French philosopher (1832–1918)

Jules Esprit Nicolas Lachelier (/fr/; 27 May 1832 – 26 January 1918) was a French philosopher, most known for his contributions to French spiritualism and his influence on modern French philosophy. He developed a system of rational idealism and was a key figure in the neo-spiritualist movement in French philosophy.

His work focused on the relationship between thought and reality, and he attempted to provide a basis for induction in a philosophy of nature. Lachelier's ideas had a significant impact on other philosophers, including Émile Boutroux, Victor Brochard, and Henri Bergson.

== Philosophy ==
Defining himself as an intellectualist, Lachelier set himself on the mission of perpetuating the philosophy of Kant.
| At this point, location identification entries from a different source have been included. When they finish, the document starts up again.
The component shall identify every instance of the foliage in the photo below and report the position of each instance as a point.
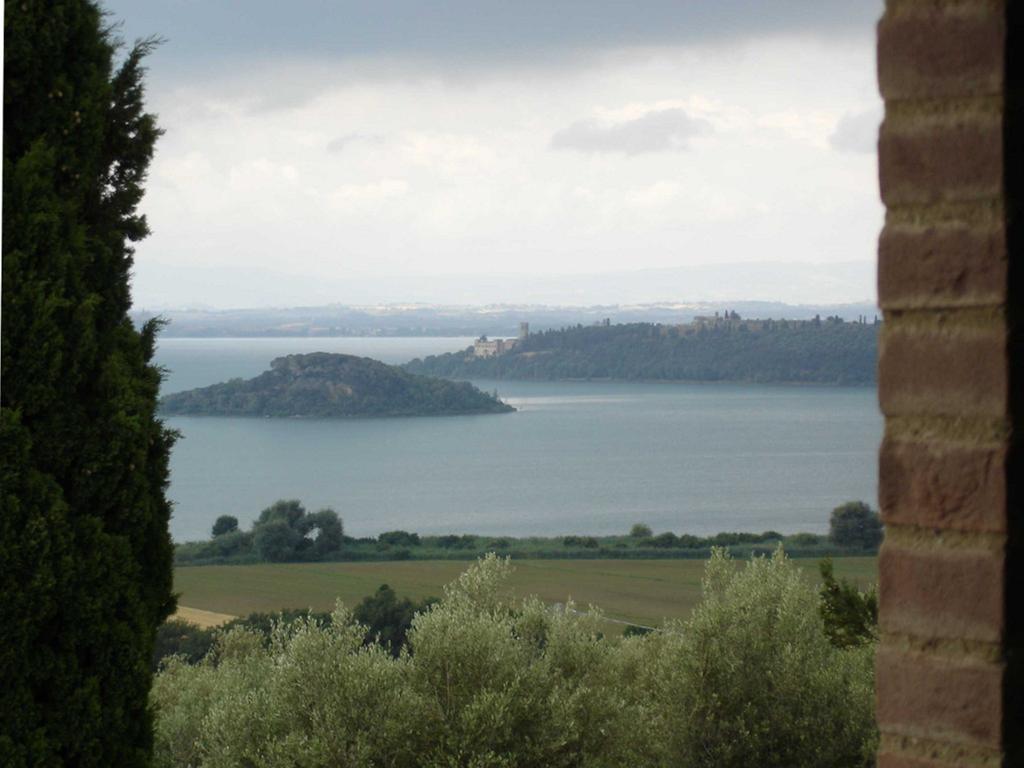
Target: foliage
(176, 637)
(85, 555)
(190, 643)
(850, 616)
(825, 352)
(224, 524)
(323, 385)
(398, 539)
(587, 542)
(855, 524)
(283, 532)
(641, 530)
(387, 619)
(283, 545)
(751, 680)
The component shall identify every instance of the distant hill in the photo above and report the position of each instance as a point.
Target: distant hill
(323, 385)
(435, 320)
(820, 351)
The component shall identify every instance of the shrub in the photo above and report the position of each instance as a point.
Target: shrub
(178, 638)
(275, 541)
(804, 540)
(750, 680)
(587, 542)
(641, 530)
(224, 524)
(665, 541)
(399, 539)
(850, 616)
(855, 524)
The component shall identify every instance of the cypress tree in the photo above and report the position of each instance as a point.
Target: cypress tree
(85, 554)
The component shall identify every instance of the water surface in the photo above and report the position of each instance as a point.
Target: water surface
(578, 457)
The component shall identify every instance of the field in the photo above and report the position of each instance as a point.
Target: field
(642, 592)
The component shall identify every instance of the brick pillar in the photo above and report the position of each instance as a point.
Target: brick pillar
(949, 384)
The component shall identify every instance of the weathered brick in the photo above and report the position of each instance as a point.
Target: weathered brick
(942, 265)
(937, 593)
(941, 485)
(924, 161)
(954, 699)
(943, 371)
(932, 52)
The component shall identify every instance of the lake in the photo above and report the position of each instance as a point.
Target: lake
(577, 458)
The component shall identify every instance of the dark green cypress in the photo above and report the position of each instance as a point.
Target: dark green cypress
(85, 554)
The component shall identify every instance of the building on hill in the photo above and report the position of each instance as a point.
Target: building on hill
(484, 347)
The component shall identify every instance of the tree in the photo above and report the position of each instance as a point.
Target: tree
(85, 554)
(275, 541)
(641, 530)
(855, 524)
(387, 619)
(329, 531)
(224, 524)
(850, 616)
(283, 532)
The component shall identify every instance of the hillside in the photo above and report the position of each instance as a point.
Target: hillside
(323, 385)
(828, 351)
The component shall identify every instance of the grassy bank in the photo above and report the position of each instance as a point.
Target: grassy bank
(637, 591)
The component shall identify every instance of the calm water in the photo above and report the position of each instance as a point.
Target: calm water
(578, 457)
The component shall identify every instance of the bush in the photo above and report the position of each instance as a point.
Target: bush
(388, 620)
(284, 531)
(850, 616)
(855, 524)
(664, 541)
(804, 540)
(587, 542)
(750, 680)
(224, 524)
(399, 539)
(641, 530)
(178, 638)
(275, 541)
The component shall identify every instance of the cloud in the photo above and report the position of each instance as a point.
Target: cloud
(339, 143)
(468, 32)
(660, 130)
(857, 132)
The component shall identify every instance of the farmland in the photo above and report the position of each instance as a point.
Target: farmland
(638, 591)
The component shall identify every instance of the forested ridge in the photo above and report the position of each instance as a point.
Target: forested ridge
(326, 385)
(819, 351)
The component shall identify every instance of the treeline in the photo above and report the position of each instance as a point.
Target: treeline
(820, 351)
(489, 681)
(385, 617)
(286, 532)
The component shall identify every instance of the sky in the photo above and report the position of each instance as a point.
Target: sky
(409, 151)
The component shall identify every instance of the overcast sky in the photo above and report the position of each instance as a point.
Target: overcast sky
(313, 148)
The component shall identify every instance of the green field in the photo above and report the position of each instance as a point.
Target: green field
(637, 591)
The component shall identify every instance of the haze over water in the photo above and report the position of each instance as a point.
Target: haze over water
(577, 458)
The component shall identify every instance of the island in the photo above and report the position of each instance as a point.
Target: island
(722, 347)
(323, 385)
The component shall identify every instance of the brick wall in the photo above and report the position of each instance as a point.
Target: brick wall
(949, 384)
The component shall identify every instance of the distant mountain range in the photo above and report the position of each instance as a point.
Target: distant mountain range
(817, 351)
(160, 286)
(496, 320)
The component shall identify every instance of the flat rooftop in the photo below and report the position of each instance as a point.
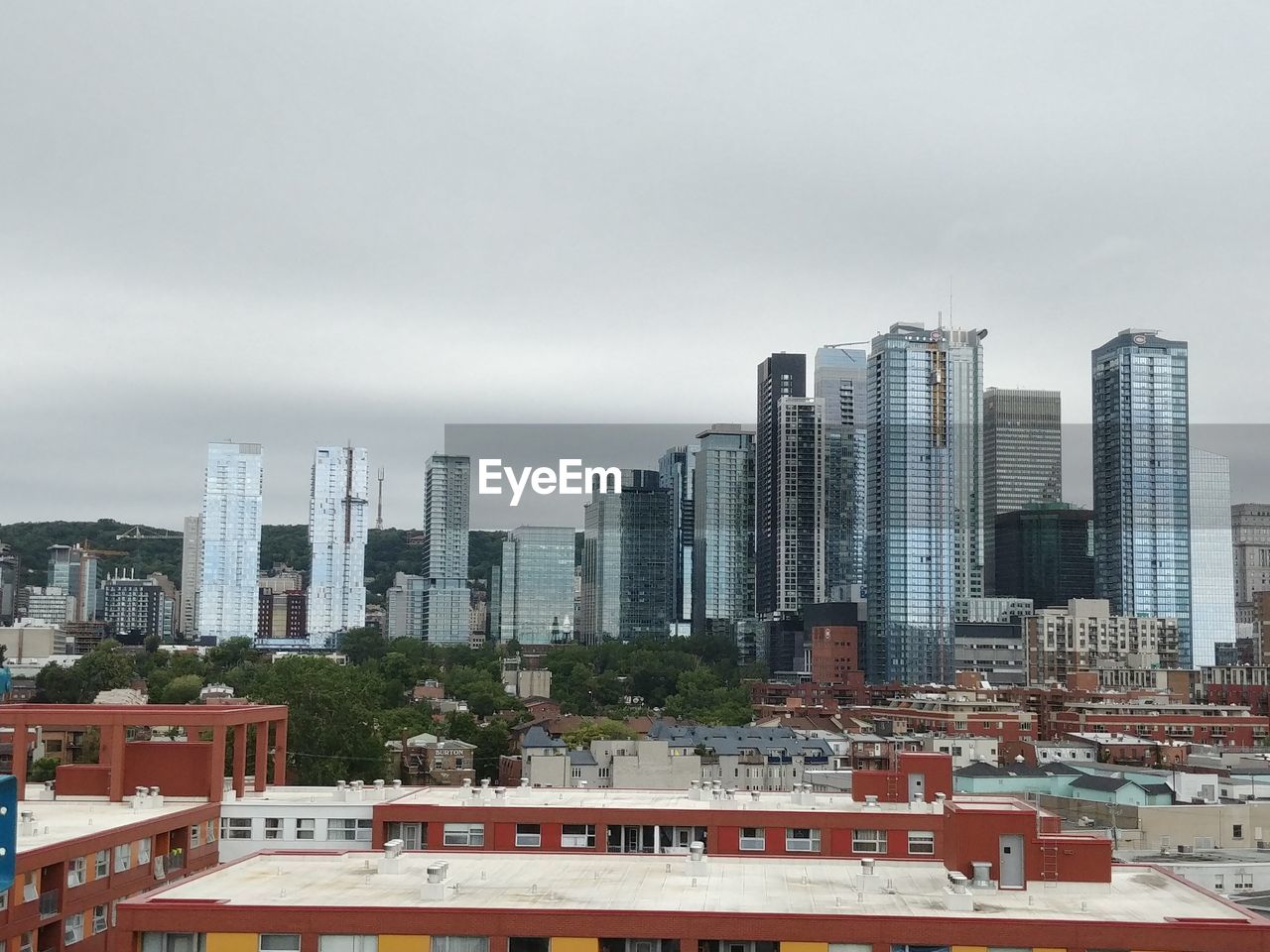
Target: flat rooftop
(68, 819)
(643, 884)
(611, 798)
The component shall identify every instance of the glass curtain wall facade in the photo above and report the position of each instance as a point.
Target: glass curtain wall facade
(536, 585)
(841, 381)
(1023, 460)
(1142, 479)
(1211, 556)
(925, 522)
(338, 512)
(230, 522)
(722, 515)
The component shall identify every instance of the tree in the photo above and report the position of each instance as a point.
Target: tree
(183, 689)
(333, 731)
(606, 729)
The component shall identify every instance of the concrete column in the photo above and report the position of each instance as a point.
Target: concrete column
(262, 756)
(217, 767)
(239, 760)
(280, 753)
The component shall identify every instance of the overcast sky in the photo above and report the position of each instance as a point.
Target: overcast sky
(309, 222)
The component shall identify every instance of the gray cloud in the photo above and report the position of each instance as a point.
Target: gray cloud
(305, 222)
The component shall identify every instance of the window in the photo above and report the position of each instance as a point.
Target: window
(460, 943)
(869, 841)
(235, 828)
(574, 835)
(802, 841)
(348, 829)
(348, 943)
(921, 842)
(465, 834)
(72, 928)
(173, 942)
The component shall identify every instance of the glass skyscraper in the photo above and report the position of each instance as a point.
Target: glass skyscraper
(1023, 460)
(675, 468)
(445, 595)
(722, 517)
(336, 534)
(230, 524)
(1211, 556)
(1142, 479)
(536, 585)
(925, 518)
(839, 381)
(627, 578)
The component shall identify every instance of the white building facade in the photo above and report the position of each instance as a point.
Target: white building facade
(232, 497)
(338, 512)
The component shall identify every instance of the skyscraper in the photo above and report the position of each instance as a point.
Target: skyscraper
(1142, 479)
(190, 572)
(722, 529)
(232, 494)
(336, 532)
(627, 579)
(1250, 526)
(779, 376)
(1023, 460)
(925, 536)
(675, 470)
(841, 377)
(445, 598)
(536, 585)
(1211, 555)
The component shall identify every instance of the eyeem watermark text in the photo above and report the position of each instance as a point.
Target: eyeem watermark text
(570, 479)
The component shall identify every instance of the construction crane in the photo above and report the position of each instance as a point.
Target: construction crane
(137, 532)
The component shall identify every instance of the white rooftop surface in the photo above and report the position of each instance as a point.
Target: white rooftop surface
(611, 798)
(67, 819)
(497, 881)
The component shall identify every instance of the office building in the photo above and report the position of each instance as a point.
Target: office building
(1142, 480)
(536, 585)
(232, 497)
(722, 516)
(779, 376)
(1250, 527)
(1046, 553)
(338, 515)
(841, 382)
(925, 526)
(190, 574)
(1211, 555)
(1023, 460)
(675, 470)
(445, 598)
(627, 561)
(137, 608)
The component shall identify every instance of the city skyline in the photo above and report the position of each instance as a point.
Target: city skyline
(488, 229)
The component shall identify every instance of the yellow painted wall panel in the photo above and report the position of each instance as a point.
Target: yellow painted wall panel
(572, 944)
(403, 943)
(232, 942)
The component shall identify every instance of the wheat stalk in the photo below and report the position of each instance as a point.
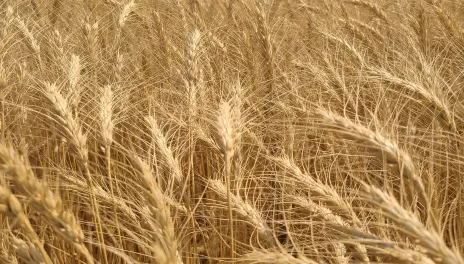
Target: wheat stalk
(408, 224)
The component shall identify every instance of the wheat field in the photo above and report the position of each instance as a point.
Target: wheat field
(231, 131)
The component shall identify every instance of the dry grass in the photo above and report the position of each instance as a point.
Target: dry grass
(200, 131)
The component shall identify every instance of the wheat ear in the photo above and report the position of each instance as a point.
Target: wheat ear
(43, 200)
(73, 131)
(246, 211)
(11, 207)
(166, 245)
(381, 146)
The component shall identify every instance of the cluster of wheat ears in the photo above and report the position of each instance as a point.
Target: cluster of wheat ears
(231, 131)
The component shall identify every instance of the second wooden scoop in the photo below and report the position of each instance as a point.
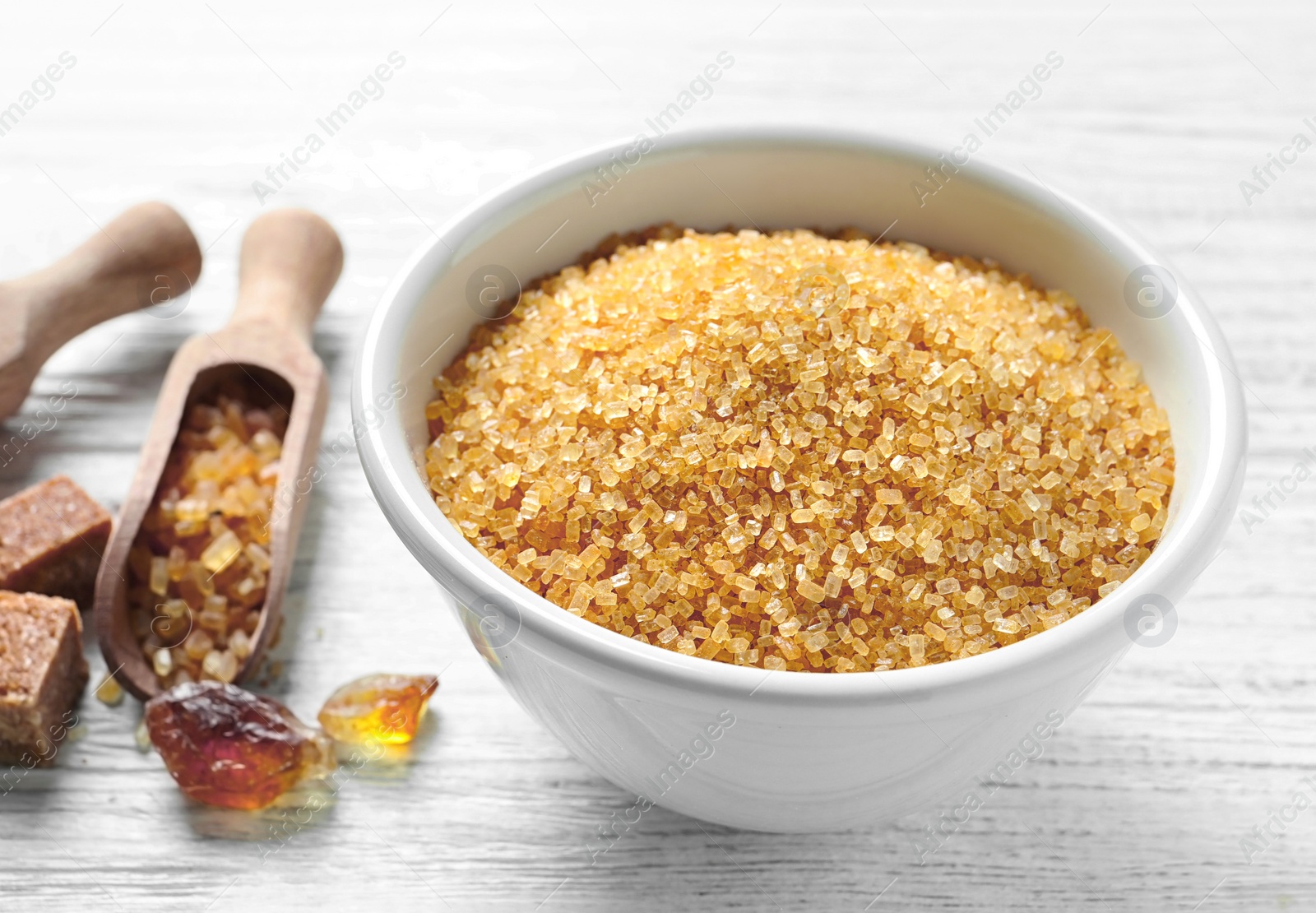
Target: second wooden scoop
(145, 257)
(291, 259)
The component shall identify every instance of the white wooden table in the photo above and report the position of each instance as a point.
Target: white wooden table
(1156, 116)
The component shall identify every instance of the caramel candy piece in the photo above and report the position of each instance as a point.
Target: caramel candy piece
(43, 673)
(229, 748)
(52, 537)
(382, 708)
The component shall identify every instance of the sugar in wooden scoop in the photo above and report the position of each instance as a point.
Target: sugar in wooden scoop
(802, 453)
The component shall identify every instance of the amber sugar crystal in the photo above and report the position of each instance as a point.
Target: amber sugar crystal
(381, 708)
(229, 748)
(802, 453)
(197, 568)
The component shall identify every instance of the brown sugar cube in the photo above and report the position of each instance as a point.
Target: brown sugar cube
(43, 673)
(52, 537)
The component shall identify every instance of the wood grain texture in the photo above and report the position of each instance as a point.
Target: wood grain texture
(1156, 116)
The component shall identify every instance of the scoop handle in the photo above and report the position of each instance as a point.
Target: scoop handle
(291, 259)
(144, 257)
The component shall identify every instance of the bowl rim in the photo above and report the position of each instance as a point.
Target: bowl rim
(1184, 555)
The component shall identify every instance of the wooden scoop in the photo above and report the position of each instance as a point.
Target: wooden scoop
(291, 259)
(145, 257)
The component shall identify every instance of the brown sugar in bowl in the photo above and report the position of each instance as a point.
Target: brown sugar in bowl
(727, 742)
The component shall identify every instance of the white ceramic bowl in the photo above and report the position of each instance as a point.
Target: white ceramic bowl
(791, 750)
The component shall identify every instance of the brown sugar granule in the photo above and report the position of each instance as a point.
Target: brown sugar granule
(43, 673)
(802, 453)
(199, 564)
(52, 538)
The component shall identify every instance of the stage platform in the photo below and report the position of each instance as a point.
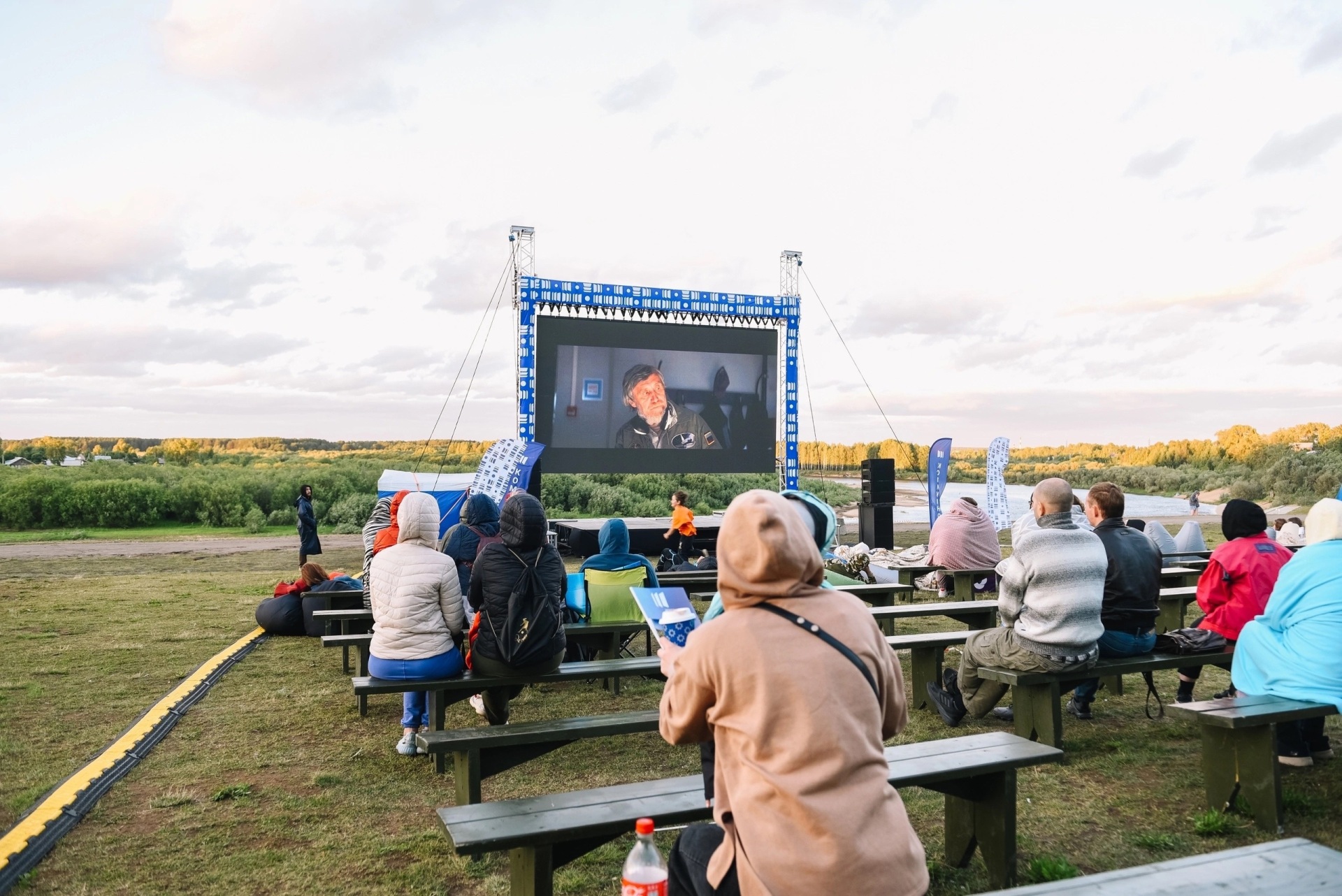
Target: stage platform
(580, 535)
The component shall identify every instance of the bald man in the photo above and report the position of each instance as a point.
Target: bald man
(1050, 597)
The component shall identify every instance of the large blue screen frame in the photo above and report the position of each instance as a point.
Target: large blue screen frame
(538, 297)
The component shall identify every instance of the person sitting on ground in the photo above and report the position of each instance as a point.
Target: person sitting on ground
(1051, 591)
(1132, 588)
(1292, 533)
(682, 531)
(418, 614)
(462, 542)
(1161, 538)
(498, 570)
(962, 538)
(800, 800)
(615, 557)
(1292, 649)
(1236, 582)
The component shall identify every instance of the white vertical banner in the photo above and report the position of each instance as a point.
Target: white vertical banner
(999, 452)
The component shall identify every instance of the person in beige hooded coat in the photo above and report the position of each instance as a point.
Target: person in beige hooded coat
(802, 796)
(417, 601)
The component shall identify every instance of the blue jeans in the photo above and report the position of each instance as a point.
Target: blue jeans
(443, 665)
(1114, 646)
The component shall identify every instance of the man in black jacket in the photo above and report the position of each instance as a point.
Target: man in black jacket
(1132, 588)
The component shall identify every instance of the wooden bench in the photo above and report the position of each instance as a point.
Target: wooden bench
(977, 773)
(1037, 697)
(926, 652)
(443, 693)
(1239, 750)
(1295, 867)
(482, 753)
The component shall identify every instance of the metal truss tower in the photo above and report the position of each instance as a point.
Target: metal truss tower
(789, 273)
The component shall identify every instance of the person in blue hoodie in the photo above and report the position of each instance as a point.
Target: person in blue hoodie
(1292, 649)
(462, 542)
(615, 557)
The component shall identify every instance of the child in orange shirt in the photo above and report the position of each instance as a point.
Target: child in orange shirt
(682, 528)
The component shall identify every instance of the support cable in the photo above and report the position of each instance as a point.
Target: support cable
(466, 357)
(913, 455)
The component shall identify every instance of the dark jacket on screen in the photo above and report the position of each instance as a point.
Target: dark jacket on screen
(306, 528)
(1133, 580)
(462, 541)
(522, 528)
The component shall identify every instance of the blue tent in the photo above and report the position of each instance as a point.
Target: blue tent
(449, 490)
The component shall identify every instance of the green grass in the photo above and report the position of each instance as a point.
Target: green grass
(333, 809)
(159, 533)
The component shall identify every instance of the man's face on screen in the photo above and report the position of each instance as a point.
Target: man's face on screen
(650, 398)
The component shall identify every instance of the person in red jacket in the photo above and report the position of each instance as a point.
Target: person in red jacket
(1236, 582)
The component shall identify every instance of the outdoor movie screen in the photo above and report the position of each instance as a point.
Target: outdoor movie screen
(624, 398)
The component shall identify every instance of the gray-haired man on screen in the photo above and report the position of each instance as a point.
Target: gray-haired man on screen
(659, 423)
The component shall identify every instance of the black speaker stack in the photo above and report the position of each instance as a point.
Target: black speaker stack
(875, 513)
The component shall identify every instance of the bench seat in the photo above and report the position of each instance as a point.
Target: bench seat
(1295, 867)
(482, 753)
(977, 773)
(1239, 750)
(1037, 697)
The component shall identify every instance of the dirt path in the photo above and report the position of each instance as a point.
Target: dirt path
(199, 547)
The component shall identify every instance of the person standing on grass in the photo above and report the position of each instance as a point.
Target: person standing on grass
(802, 800)
(1050, 598)
(1132, 588)
(682, 531)
(1236, 582)
(308, 544)
(418, 614)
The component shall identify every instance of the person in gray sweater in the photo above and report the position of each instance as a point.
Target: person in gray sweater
(1050, 596)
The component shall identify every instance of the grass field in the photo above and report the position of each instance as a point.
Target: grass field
(313, 798)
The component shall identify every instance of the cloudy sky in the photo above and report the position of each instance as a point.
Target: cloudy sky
(1054, 222)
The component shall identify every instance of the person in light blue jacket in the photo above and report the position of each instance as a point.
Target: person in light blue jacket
(1292, 649)
(823, 525)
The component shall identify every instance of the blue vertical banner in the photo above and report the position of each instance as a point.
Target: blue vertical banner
(939, 468)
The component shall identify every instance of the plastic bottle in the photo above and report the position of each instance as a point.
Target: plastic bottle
(644, 869)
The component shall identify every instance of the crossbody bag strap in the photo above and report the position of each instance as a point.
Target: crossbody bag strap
(807, 626)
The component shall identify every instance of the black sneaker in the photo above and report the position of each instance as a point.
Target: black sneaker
(949, 706)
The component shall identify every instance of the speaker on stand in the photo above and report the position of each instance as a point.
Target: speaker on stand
(875, 513)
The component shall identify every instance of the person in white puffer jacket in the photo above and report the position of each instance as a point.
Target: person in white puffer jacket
(417, 612)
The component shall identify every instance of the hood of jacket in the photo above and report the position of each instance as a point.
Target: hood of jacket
(1241, 518)
(822, 515)
(765, 551)
(522, 523)
(417, 519)
(614, 537)
(481, 510)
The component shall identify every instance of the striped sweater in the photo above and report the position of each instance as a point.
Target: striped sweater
(1053, 588)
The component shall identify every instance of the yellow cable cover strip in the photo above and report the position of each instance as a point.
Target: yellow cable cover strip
(51, 808)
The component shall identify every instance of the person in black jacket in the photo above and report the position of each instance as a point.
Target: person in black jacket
(308, 544)
(1132, 588)
(522, 528)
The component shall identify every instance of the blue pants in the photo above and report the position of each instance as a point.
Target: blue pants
(443, 665)
(1114, 646)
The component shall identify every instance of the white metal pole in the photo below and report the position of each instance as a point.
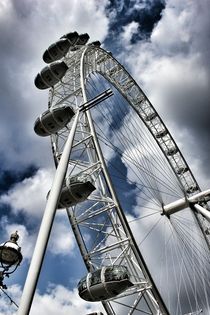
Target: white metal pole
(46, 225)
(203, 211)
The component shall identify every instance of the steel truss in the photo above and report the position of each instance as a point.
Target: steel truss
(99, 224)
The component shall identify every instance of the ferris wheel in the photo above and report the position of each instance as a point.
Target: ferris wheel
(139, 216)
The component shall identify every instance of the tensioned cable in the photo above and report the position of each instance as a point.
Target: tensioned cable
(144, 170)
(112, 146)
(106, 118)
(184, 240)
(11, 300)
(137, 130)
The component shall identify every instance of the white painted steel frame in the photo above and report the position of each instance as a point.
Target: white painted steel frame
(72, 89)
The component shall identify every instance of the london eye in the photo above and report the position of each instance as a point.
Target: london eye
(140, 219)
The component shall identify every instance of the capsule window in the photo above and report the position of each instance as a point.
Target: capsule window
(95, 278)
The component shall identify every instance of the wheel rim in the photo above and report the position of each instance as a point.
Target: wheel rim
(173, 230)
One of his famous articles, Psychologie et Métaphysique, distinguishes him from Victor Cousin, and lays the foundations of his spiritualist-leaning philosophy.

Lachelier is influenced by Félix Ravaisson, from whom he borrowed the term "spiritual realism" to designate his philosophy. Henri Bergson dedicates his Time and Free Will to Jules Lachelier. Émile Meyerson discusses his theory of induction.

== Works ==
- Du fondement de l'induction suivi de Psychologie et Métaphysique, Alcan, 1896, in Gallica.
- Du fondement de l'induction suivi de Psychologie et Métaphysique et de Notes sur le pari de Pascal, Paris, Alcan, 1924.